Женщина спрашивает меня, зачем ему находиться там, среди говна и трупов, если можно просто дать взятку командиру и вернуться домой? Тамара не понимает, зачем ему мертвому будут нужны накопления с боевой зарплаты, — он эти деньги даже пропить не сможет.
И казалось бы, что стоит ей, адекватной, по мнению самой Тамары, женщине, из этой ужасной жизни сделать нормальную, чтобы не мучиться так сильно, не терпеть этого отчаяния из-за возможной смерти мужа и не трястись от страха, что он может вернуться?
На этот вопрос женщина только смеется. За десять лет семейной жизни Тамара оказалась приклеена намертво к своей ячейке общества. И при попытке перейти в другую по всему телу останутся ошметки прежней.
4
На похороны мужа Тамара не пошла — не верит, что он мертв. В тот день мы созвонились ночью. Женщина выглядела плохо: большие фиолетовые круги под глазами, опухшее лицо. Темп речи у нее ускорился. Периодически она делала паузы, по всей видимости, удивляясь собственной скорости мысли:
«Вы представляете, его наградили орденом мужества посмертно. Человек жив, а его посмертно награждают. Ничего, потом поменяют документы и наградят лично. Мы его ждем домой.
Надо мной уже все смеются. А он жив, и мне жить хочется. И ребенок ждет. А остальное ерунда. Конечно, я все переживу, тем более что он жив.
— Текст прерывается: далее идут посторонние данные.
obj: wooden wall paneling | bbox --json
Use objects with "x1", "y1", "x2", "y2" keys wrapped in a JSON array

Извините, пожалуйста, что вас беспокою.
А знаете, главное, что он жив. Остальное мелочи. Страшнее смерти ничего нет. Если жив — все возможно. Если мертв — уже ничего никогда не будет. Главное, что жив. Жив, конечно, жив! Неужели будут меня в организации обманывать? Там не с улицы люди работают. Говорят «спасибо», вежливые такие. Видимо, образованные. Скорее бы вернулся домой. Но не я одна жду, конечно же. Много таких, у кого мужья, сыновья в плену. Работы много, всех сразу не могут домой вернуть. Это понятно. Просто буду ждать. Все будет хорошо. Куда же, если не хорошо? Главное, что он жив. Я спрашиваю у организации, когда будет возможность с ним поговорить. Они потом ответят. У них просто работы много. Я же не одна такая. Много кто ждет. И все-таки главное, что жив.
Я писала одному нашему волонтеру, спрашивала, как можно вытащить из плена. Он сказал, что взяток брать не будет, потому что у меня таких сумм нету. А потом сказал закрыть сбор на резину — иначе убьют мужа моего. Это, наверное, не он, наверное, его просто взломали какие-то мошенники. Ну, не страшно, я потом ему напишу, потом ответит. А сам-то он, наверное, парень хороший, плохие волонтерами не становятся.
Извините меня, пожалуйста, что постоянно вас своими проблемами беспокою, самой стыдно.
А меня мама его наругала, что я не пошла проститься, и смеется надо мной, что он жив. Как они будут смотреть ему в глаза, если хоронили. Как они будут смотреть ему в глаза? Как в глаза будут смотреть?»